“Living well really is the best revenge”
Both speakers confirmed the centrality of gratitude for them, but in far different ways. Shapiro emphasized the public aspect of gratitude — i.e., the gratitude we owe preceding generations for the accumulated wisdom of which we are the heirs. Quoting a parable of G.K. Chesterton, he described the difference between progressives and conservatives as primarily a function of their attitude toward the collective wisdom of mankind.
Two men are walking in a field when they come upon a fence. The progressive can see no obvious reason for the fence to be there, and immediately decides to rip it up. The conservative, by contrast, asks himself: Who built this fence? For what purpose? Is there still a similar need today?
Peterson, however, addressed the issue of gratitude from an entirely personal perspective. He related that his mother-in-law had recently passed away from a degenerative neurological disease, which he described as an ongoing process of losing pieces of herself little by little over 15 years.

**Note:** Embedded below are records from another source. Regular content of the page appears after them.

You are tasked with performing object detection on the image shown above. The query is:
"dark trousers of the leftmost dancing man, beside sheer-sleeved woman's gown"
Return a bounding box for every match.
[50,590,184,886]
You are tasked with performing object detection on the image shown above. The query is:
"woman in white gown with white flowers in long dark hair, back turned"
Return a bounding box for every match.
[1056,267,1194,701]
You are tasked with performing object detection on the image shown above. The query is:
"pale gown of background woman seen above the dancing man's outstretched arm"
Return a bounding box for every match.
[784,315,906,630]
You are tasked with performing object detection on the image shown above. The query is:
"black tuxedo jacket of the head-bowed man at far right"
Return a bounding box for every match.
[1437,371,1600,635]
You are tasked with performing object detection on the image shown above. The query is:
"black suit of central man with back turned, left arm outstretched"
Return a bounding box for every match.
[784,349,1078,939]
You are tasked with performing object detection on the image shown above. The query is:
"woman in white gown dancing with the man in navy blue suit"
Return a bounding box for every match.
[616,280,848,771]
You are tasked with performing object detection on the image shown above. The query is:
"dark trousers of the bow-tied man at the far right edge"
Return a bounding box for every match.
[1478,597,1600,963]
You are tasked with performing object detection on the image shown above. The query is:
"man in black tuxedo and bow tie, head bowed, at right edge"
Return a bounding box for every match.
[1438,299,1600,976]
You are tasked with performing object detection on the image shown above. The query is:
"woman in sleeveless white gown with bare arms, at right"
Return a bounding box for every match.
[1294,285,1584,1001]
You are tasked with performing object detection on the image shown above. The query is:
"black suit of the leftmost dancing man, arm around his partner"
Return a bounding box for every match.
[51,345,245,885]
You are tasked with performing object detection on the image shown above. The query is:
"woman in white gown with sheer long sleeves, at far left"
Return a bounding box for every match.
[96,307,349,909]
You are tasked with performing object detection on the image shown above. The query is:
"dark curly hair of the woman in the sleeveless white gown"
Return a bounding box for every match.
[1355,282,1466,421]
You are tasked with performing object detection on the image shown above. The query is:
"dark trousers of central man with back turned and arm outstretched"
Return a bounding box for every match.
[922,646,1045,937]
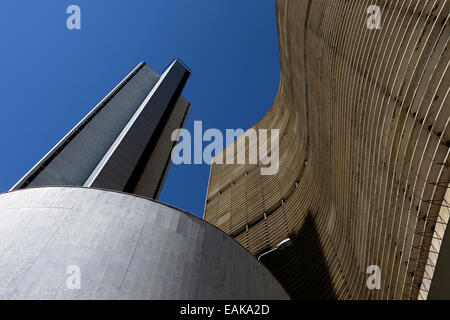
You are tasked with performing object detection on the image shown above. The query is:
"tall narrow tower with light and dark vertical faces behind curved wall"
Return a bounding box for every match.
[12,59,190,199]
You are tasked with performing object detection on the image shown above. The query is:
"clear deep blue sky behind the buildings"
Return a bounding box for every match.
[0,0,280,216]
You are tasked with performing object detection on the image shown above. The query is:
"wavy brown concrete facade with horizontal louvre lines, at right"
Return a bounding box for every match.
[205,0,450,299]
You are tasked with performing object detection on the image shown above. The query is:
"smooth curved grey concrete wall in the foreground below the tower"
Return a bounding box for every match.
[0,187,289,299]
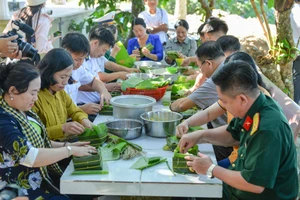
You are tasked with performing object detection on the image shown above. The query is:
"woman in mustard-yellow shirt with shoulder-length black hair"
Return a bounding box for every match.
[33,48,92,142]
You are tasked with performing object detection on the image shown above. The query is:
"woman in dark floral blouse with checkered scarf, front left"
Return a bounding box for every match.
[0,62,96,200]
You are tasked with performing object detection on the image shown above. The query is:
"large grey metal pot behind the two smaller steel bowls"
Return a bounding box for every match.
[110,95,156,120]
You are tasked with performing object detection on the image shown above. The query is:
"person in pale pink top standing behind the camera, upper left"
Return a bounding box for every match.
[3,0,58,54]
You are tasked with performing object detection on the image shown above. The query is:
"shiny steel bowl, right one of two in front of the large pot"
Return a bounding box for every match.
[141,111,182,138]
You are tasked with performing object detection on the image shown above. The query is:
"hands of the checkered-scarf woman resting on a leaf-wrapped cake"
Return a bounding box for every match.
[67,142,97,157]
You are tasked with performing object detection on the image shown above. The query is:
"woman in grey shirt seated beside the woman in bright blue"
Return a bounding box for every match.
[165,19,197,64]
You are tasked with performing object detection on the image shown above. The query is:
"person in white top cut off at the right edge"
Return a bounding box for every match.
[290,0,300,104]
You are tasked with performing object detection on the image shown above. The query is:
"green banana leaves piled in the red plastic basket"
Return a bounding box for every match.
[121,76,170,91]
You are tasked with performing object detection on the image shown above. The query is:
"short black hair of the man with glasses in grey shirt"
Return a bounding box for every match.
[196,41,225,61]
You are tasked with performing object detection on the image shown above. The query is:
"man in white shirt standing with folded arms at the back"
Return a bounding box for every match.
[138,0,169,44]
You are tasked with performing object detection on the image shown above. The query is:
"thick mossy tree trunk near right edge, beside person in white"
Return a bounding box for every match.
[275,3,295,99]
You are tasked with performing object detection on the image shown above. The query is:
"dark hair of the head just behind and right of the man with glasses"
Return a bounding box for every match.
[217,35,241,52]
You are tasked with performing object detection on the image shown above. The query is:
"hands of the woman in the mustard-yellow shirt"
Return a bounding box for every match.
[62,119,93,135]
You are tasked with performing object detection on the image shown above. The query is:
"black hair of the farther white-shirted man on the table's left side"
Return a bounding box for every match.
[89,24,115,47]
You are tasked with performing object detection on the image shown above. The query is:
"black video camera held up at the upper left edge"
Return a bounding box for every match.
[0,20,40,62]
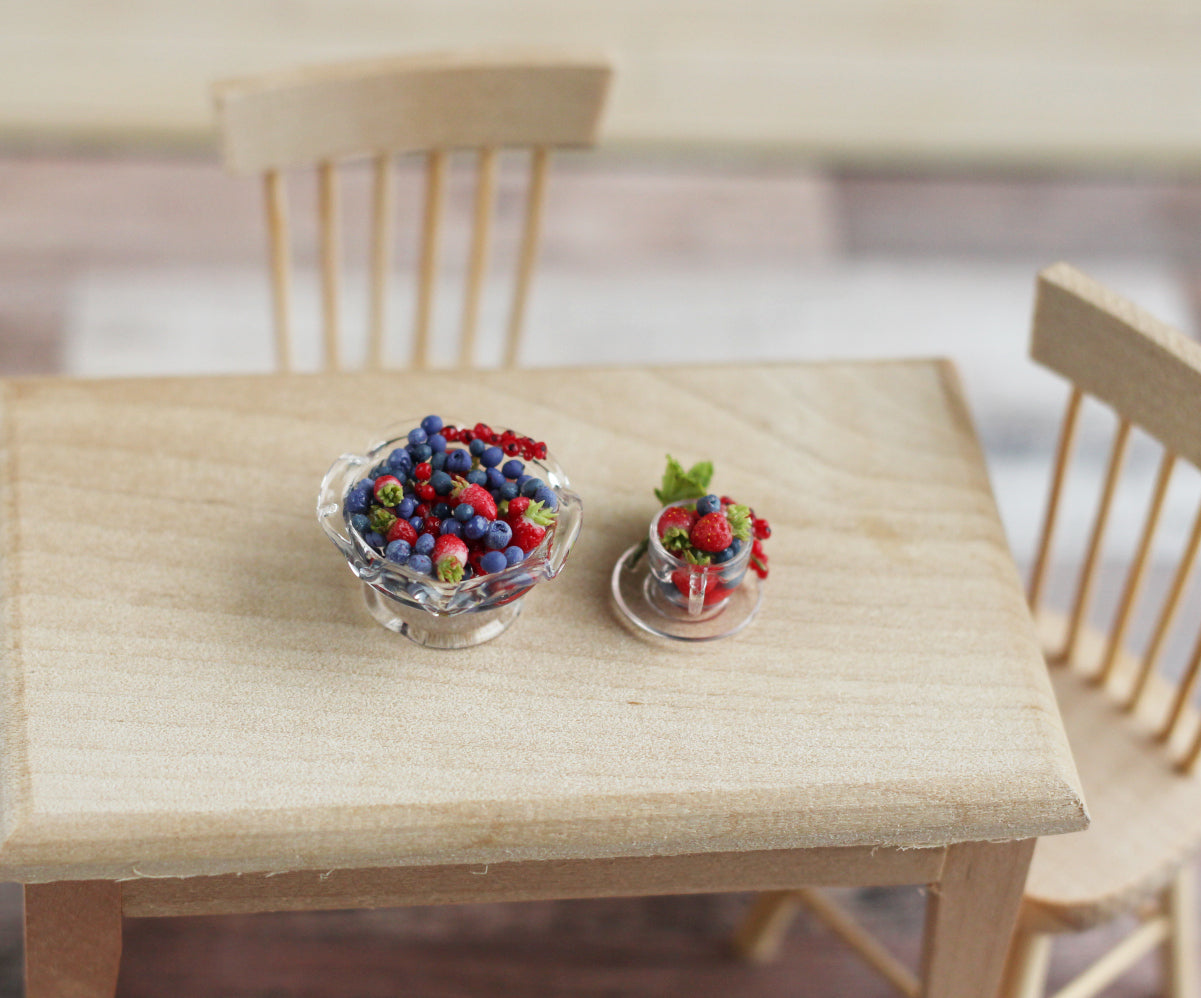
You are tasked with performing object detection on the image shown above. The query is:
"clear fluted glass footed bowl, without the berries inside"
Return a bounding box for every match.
[317,419,582,649]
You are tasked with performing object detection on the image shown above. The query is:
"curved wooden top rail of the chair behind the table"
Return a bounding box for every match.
[214,50,611,173]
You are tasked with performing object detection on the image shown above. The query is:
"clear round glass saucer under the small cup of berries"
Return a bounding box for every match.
[610,544,763,641]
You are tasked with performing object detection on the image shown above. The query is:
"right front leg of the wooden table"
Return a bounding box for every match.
[922,838,1034,998]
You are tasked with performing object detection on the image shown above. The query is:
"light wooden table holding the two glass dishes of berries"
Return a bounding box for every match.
[0,361,1087,998]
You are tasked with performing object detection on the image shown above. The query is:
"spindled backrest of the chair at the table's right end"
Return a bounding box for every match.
[1029,263,1201,771]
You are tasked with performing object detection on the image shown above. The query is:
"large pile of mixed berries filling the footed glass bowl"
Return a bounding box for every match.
[343,416,558,582]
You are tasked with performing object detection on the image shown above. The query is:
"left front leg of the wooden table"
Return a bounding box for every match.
[25,880,121,998]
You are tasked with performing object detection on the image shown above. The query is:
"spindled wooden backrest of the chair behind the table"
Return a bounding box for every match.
[214,53,611,370]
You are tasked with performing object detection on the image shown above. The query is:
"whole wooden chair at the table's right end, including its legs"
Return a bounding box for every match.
[735,264,1201,998]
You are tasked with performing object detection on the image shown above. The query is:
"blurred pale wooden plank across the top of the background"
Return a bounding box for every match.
[7,0,1201,167]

Her decline and eventual death over a decade and a half had no doubt been a tragedy. But as he noted, it had not only been a tragedy. It had also been an occasion of celebration — not of her suffering, of course, but of her husband’s devotion and sacrifice for that entire period. Peterson described how his father-in-law — “the life of the party” in his small town in Western Canada — had basically remained at his wife’s side constantly for the entire period and tended to her by himself.